Présentée et documentée par Tiphaine Samoyault, l’édition GF Flammarion comporte d’éclairants appendices. En 1988, neuf cartons détenus jusque là par la société garde-meuble de la famille Roussel, furent légués à la B.N.F. Des chapitres complémentaires, finalement retirés par l’auteur, s’y trouvaient. L’un d’eux traitait de la recherche du siège anatomique de l’âme : la deuxième côte gauche. On comprend que Roussel l’ait finalement retiré : le chercheur enthousiaste s’enflamme pour celle de Shakespeare, dont il conjecture qu’elle pourrait lui dicter un nouveau chef-d’œuvre. Or, chez Roussel incroyant, mort, l’homme, fût-il grand poète, n’est au mieux que redite.
On trouve également une fort édifiante chronique du psychiatre Pierre Janet, qui eut à examiner Roussel, comme cas d’extase laïque à quoi l’écrivain fut sujet, à l’âge de dix-neuf ans, quand il fut certain de la gloire qui lui reviendrait.

L’histoire littéraire est jalonnée d’auteurs qui ont renouvelé notre expérience de la lecture. Raymond Roussel en est un par le double-précurseur dont il fait figure : du Nouveau Roman, par l’expulsion radicale des personnages, de la psychologie et par la minutie dans la description ; de l’OULIPO, par le jeu sur la langue, le « procédé », les contraintes : comment ne pas songer aux puzzles de Bartlebooth (La Vie, mode d’emploi de Georges Perec) face à l’appareillage absurdement affecté à la mosaïque du « reître sommeillant dans une crypte sombre ».
Si la gloire, tant désirée par Roussel, lui est venue tardivement, c’est qu’il avait, sur ses contemporains, une modernité d’avance ; c’est que, sans tout à fait le tourner en dérision, il montrait du moins la stérilité d’un mythe : celui du Progrès. Et quelle plus cruelle illustration eût-il pu en donner que dans le babil aphone et figé du masque de Danton ?

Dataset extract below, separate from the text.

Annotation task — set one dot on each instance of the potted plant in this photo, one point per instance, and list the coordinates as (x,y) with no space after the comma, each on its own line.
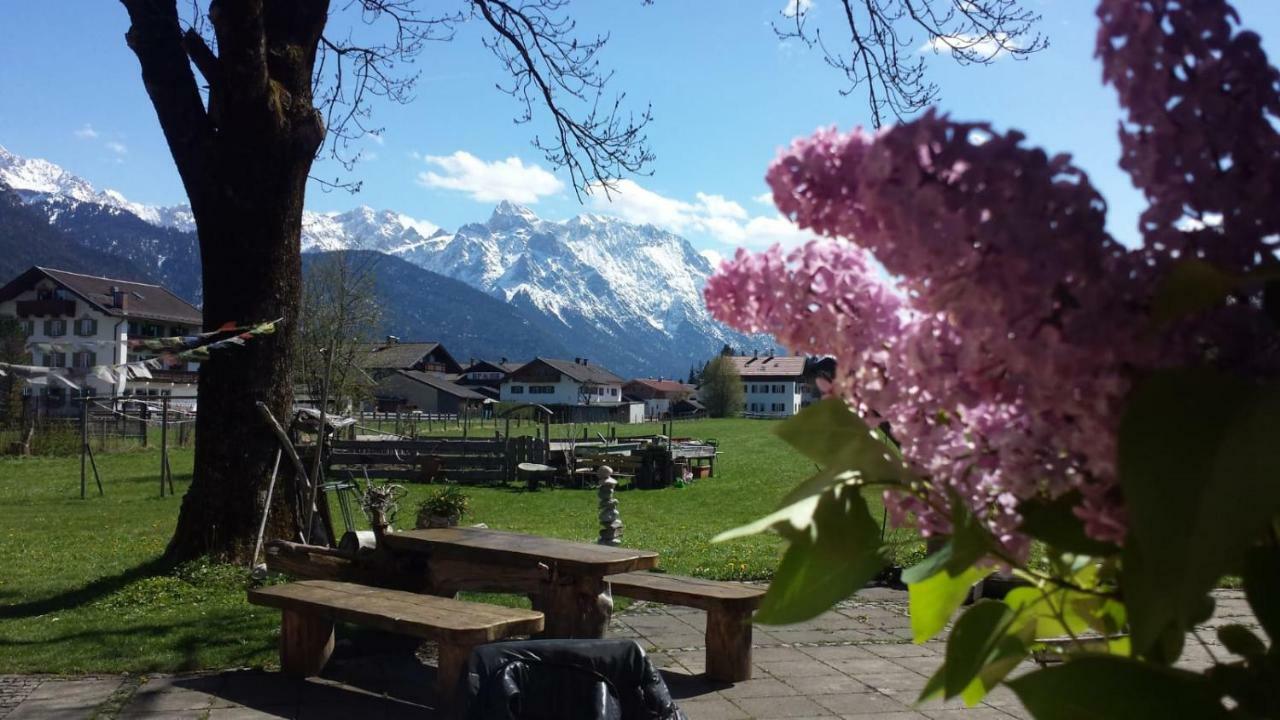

Roussel visionnaire ? Il y a des années, se tenait en Allemagne, une exposition un rien provocatrice : d’authentiques cadavres, parfois écorchés (mais consentants de leur vivant), traités par un procédé dit de plasturgie, prenaient des poses diverses dans une scénographie figée qui attira grand succès. Par le texte, Roussel, longtemps avant, était allé bien plus loin : ses cadavres étaient animés.